Features

The Bayesian optimization framework is very flexible, as it allows for choices in many steps of its design. To name a few of the choices that pyGPGO provides to the user:

Surrogate models pyGPGO.surrogates

The framework works by specifying a model that will approximate our target function, better after each evaluation. The most common surrogate in the literature is the Gaussian Process, but the framework is model agnostic. Some featured models are:

  • Gaussian Processes (pyGPGO.surrogates.GaussianProcess and pyGPGO.surrogates.GaussianProcessMCMC): By far the most common choice, it needs the user to specify a covariance function (detailed in the next section), measuring similarity among training examples. For a good introduction to Gaussian Processes, check [Rasmussen-Williams2004] .
  • Student-t Processes (pyGPGO.surrogates.tStudentProcess and pyGPGO.surrogates.tStudentProcessMCMC): Some functions benefit from the heavy-tailed nature of the Student-t distribution. It also requires providing a covariance function.
  • Random Forests (pyGPGO.surrogates.RandomForest): provided by sklearn, it represents a nonparametric surrogate model. Does not require specifying a covariance function. A class for Extra Random Forests is also available. Posterior variance is approximated by averaging the variance of each subtree.
  • Gradient Boosting Machines (pyGPGO.surrogates.BoostedTrees): similar to the latter, posterior variance is approximated using quantile regression.

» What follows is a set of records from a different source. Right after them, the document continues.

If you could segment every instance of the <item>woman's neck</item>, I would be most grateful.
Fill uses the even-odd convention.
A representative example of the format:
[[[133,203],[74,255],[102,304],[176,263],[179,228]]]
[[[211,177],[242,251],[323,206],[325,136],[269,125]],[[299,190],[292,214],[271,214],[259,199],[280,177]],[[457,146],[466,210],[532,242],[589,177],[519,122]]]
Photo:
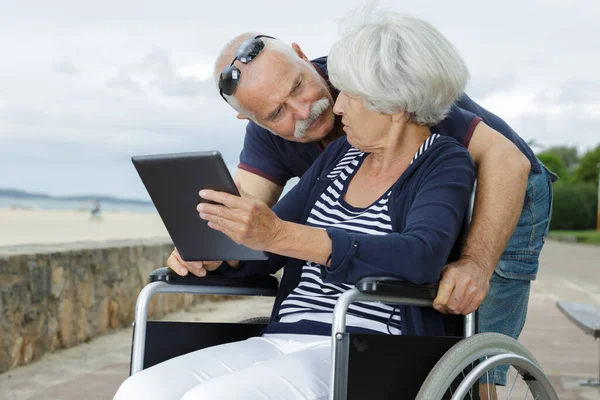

Covariance functions pyGPGO.covfunc

These determine how similar training examples are for the surrogate model. Most of these also have hyperparameters that need to be taken into account. pyGPGO implements the most common covariance functions and its gradients w.r.t. hyperparamers, that we briefly list here.

Acquisition behaviour pyGPGO.acquisition

In each iteration of the framework, we choose the next point to evaluate according to a behaviour, dictated by what we call an acquisition function, leveraging exploration and exploitation of the sampled space. pyGPGO supports the most common acquisition functions in the literature.

  • Probability of improvement: chooses the next point according to the probability of improvement w.r.t. the best observed value.
  • Expected improvement: similar to probability of improvement, also weighes the probability by the amount improved. Naturally balances exploration and exploitation and is by far the most used acquisition function in the literature.
  • Upper confidence limit: Features a beta parameter to explicitly control the balance of exploration vs exploitation. Higher beta values would higher levels of exploration.
  • Entropy: Information-theory based acquisition function.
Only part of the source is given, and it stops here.